Hostage To My Independence

If there's one drawback to handling my own sales and marketing, it's the hours each week I have to put aside to promote and sell my own work.
I blog and tweet with a regularity that puts some professionals to shame. I ensure that my web site, which is intended to be more an exhaustive reference resource about my work and career rather than a sales tool, is kept updated. There is a monthly e-newsletter – Studio Notes – to write and email to over 7,000 subscribers each month, as well as a monthly media release to another two or three hundred individuals.
But the core of my non-art activities are dozens of phone calls, emails and meetings with existing and potential collectors.
I don't often welcome visitors to my studios – these are reserved for my most ardent collectors, for whom I host occasional lunches in my cliff-top garden, a couple of hundred feet above a Pacific Ocean the color of lapis lazuli.
I prefer email and the phone to personal contact. Nevertheless, I ensure not only that I'm always accessible to collectors and fans but also enthusiastically communicative about new series that are available for commission, works in progress, and works that are for sale directly from other collectors. I also have a small network of non-gallery art dealers, corporate curators and recently auction houses (acting as brokers) through which I channel a small volume of selected works.
Incidentally, if you are one of those who believe that big-money collectors need to see a work in real life before spending five or six figures on it, think again. Major auction houses routinely receive bids for works priced upwards of a million dollars from buyers who have never set foot in their show rooms.

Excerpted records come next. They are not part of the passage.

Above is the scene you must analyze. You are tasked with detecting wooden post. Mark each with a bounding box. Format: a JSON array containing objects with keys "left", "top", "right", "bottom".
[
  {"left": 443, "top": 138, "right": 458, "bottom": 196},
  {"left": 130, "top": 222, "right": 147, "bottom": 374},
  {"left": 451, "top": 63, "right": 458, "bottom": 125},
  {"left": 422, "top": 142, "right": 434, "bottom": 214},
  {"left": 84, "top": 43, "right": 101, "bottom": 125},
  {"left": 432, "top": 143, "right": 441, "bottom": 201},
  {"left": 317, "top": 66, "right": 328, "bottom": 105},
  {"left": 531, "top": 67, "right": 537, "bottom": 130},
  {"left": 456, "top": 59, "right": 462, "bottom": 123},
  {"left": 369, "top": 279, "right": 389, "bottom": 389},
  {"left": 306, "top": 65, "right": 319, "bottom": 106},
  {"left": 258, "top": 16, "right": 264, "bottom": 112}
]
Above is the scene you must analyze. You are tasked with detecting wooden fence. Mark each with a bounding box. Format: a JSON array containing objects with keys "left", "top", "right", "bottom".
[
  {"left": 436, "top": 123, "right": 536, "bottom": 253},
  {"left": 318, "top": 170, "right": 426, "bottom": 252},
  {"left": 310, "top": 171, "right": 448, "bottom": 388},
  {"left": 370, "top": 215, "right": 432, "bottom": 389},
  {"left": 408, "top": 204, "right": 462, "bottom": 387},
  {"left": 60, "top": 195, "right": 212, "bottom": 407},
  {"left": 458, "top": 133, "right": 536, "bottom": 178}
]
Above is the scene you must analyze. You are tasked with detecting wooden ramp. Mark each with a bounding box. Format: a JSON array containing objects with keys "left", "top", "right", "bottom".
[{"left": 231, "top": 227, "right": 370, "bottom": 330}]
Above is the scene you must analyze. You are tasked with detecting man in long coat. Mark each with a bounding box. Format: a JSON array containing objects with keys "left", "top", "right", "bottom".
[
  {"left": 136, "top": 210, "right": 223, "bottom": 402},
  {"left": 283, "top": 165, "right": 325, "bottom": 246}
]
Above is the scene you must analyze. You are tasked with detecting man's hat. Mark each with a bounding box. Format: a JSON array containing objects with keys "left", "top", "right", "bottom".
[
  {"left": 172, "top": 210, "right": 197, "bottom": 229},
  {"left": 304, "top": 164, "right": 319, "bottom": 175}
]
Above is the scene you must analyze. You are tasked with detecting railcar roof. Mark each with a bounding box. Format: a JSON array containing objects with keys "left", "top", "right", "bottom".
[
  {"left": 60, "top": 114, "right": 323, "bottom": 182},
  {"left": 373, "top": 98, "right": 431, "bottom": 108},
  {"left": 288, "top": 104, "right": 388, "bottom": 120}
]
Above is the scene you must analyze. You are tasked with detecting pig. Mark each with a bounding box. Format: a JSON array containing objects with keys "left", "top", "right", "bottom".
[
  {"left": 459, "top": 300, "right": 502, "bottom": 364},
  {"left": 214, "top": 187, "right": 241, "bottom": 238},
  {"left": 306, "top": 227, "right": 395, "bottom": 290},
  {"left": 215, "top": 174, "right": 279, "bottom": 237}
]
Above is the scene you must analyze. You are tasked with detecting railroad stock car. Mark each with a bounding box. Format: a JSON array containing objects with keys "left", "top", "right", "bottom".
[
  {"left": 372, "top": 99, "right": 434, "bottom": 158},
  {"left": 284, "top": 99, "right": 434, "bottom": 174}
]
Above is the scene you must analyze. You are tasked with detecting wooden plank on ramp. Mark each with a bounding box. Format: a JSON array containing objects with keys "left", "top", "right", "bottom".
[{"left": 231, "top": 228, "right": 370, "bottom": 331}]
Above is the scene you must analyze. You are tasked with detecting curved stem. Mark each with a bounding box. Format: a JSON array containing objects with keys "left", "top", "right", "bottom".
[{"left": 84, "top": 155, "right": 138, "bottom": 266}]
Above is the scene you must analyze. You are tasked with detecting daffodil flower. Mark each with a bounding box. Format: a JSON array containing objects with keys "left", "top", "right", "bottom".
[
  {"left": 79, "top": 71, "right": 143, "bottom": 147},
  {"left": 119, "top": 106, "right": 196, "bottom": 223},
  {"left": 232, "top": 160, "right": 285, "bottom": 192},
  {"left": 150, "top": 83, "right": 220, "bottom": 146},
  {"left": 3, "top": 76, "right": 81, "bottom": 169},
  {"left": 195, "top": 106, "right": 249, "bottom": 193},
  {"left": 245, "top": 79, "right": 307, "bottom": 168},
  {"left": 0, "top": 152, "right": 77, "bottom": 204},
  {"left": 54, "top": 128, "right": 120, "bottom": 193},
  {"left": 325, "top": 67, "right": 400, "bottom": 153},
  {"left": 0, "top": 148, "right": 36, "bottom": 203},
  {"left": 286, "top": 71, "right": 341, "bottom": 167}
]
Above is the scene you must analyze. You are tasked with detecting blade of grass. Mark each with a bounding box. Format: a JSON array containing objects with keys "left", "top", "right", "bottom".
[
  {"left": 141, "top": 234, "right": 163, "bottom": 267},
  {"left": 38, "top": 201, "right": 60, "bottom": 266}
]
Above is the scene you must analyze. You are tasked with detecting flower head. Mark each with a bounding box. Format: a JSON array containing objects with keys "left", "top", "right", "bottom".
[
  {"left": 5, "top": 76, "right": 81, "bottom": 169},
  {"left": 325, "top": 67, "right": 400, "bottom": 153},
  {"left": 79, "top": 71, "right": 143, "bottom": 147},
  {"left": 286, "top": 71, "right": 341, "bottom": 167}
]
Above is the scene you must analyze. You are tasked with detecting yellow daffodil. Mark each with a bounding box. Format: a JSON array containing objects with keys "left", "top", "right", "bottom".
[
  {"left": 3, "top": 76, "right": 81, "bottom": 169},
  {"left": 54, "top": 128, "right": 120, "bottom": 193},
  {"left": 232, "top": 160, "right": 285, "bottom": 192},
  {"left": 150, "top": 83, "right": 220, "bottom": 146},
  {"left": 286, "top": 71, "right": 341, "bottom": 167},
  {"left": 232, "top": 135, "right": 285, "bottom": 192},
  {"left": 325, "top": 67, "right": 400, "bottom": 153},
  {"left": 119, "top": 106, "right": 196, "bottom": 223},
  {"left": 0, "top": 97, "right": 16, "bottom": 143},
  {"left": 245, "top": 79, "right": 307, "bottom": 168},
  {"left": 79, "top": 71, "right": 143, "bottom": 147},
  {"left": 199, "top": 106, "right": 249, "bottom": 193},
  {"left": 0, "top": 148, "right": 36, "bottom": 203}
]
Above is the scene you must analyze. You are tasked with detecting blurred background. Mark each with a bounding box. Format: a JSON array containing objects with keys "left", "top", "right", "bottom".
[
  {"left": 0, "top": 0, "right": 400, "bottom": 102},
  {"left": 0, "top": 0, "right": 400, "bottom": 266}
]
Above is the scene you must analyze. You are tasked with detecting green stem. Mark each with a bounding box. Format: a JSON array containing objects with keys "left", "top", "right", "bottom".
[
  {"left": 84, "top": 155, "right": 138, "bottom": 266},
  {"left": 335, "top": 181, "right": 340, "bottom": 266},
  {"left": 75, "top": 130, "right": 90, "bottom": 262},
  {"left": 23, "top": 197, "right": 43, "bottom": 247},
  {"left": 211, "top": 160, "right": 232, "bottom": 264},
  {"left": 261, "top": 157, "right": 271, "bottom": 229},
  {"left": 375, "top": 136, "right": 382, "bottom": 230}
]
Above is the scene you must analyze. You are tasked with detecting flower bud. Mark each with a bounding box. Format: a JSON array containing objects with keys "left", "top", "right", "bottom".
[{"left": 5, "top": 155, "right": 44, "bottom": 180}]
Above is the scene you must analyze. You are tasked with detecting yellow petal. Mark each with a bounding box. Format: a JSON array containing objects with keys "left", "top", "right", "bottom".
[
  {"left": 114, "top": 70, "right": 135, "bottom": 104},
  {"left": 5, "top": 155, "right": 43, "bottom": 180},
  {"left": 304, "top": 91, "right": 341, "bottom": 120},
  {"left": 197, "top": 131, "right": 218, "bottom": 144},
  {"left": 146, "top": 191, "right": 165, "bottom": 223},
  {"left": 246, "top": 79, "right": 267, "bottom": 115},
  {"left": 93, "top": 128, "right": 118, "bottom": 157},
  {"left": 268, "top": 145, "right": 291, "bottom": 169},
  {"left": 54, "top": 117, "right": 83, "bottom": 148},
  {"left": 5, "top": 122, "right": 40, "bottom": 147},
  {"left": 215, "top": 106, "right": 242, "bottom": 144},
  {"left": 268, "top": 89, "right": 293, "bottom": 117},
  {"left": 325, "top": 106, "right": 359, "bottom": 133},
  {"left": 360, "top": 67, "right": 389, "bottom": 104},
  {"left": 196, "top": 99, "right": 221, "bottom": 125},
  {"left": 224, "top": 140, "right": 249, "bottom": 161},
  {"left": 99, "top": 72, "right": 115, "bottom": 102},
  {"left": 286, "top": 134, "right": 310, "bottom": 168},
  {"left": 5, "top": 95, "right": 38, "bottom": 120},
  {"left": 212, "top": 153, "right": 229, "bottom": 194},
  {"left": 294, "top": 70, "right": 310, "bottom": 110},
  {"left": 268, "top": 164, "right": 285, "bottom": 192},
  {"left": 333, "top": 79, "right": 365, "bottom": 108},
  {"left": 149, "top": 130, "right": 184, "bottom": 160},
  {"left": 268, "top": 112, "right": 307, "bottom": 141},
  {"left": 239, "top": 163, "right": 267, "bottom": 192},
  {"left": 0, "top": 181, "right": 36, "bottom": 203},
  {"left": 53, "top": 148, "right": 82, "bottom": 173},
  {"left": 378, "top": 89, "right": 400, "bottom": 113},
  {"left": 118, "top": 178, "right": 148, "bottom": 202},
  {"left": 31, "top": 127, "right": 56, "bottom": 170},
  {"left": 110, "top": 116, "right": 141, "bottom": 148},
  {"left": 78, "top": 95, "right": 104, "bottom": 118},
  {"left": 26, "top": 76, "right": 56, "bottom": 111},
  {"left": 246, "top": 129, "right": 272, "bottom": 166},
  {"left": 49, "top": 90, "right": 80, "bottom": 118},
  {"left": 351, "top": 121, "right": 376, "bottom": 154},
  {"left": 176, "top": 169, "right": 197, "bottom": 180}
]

My own experience is that if an artist's brand is well regarded, a buyer won't hesitate to spend tens of thousands of dollars without having seen anything but a digital image of the work.
Apart from sales, there are self-produced shows as well as those produced in partnership with smart gallery owners who don't insist on the conventional terms of trade with an artist. I have, so far, six of these planned in the next eighteen months and apart from actually producing the work, I'll have to spend days dealing with the logistics of framing, packing and shipping work, travel bookings, collating and distributing press materials, and supervising the design of posters, postcard, t-shirts, magazine advertising and invitations. I have a very clear vision of my image and message for every show and I am loathe to leave to anyone else to ensure its communicated properly.
Last but not least, like any business, I have accounts to balance, staff to take care of and taxes to pay. I do as much of the paperwork as I can before handing it off to a very smart accountant (and collector) to assemble into statements or returns. When I first hired her, my income was less than $A300 a week after tax: now I spend that on coffee and snacks for my crew.
As I keep saying, independence has its price. Or, rather, its ransom.

4 comments:

karen Martin Sampson said...

Dear Hazel, Wow. I am an "older" female artist living on north Vancouver Island in a semi remote area. When young I lived in LA, Cleveland, Toronto, and other large cities. I had no concept how to be financially successful in my work...just kept plugging away. I had some early success but fled in fear:-) It is wonderful to see a young person like you doing so well and taking full responsibility for it all. So much work and effort...please, just be careful of your health (can you tell I'm also a mother?)

Susan Buret said...

I hope you are not wanting us to feel sorry for you. You are intelligent, articulate, talented and got to where you are as the result of informed choice.

Tai said...

I read your reply on Clint's site and curiousity brought me to your "cliff-top garden, a couple of hundred feet above a Pacific Ocean the color of lapis lazuli."

Stunning and ....I had to smile as I have done exactly that in Queenstown, NZ where I overlook the beautiful 'French Ultramarine reflections' in Queenstown Bay, off-set by the snow-capped blue/purple shadows of the 'Remarkables' mountains, 10 miles away! see www.skyline.com webcams

I have to agree with the hours each week we put aside to promote and sell our art works, the self-produced shows and exhibitions whereby you may even have to become a 'living artist' painting before curious onlookers.

But, it's all part of the ongoing enthusiastic passions we provide to ensure our continuation in our chosen career. Computer skills of Photoshop, social media and Skype now all play their necessary role and I'm sure if some of the old masters were informed of some of the skills now required; they would take it in their stride and, just do it!

Yes, independence does have its price and ransom or not, I wouldn't have it any other way.

Pssst. Unfortunatley, I don't have time at the moment to peruse your web site and blog, (painting prep for am Auckland show), but I will do so as I like where you're at with it all, plus some - well done! And, I'll subscribe to 'pop in' sometimes too.

Anonymous said...

The use of auction houses of digital reproductions to sell work and garner high prices is of a totally different category than artists selling work on their own blog or website. The general use of the internet for artists will still have its limitations. I applaud you for your independance and use of online marketing skills, but artists need to consider all possibilities to sell their work, and that includes the traditional gallery system. As you say, you pay a price for promoting and marketing yourself.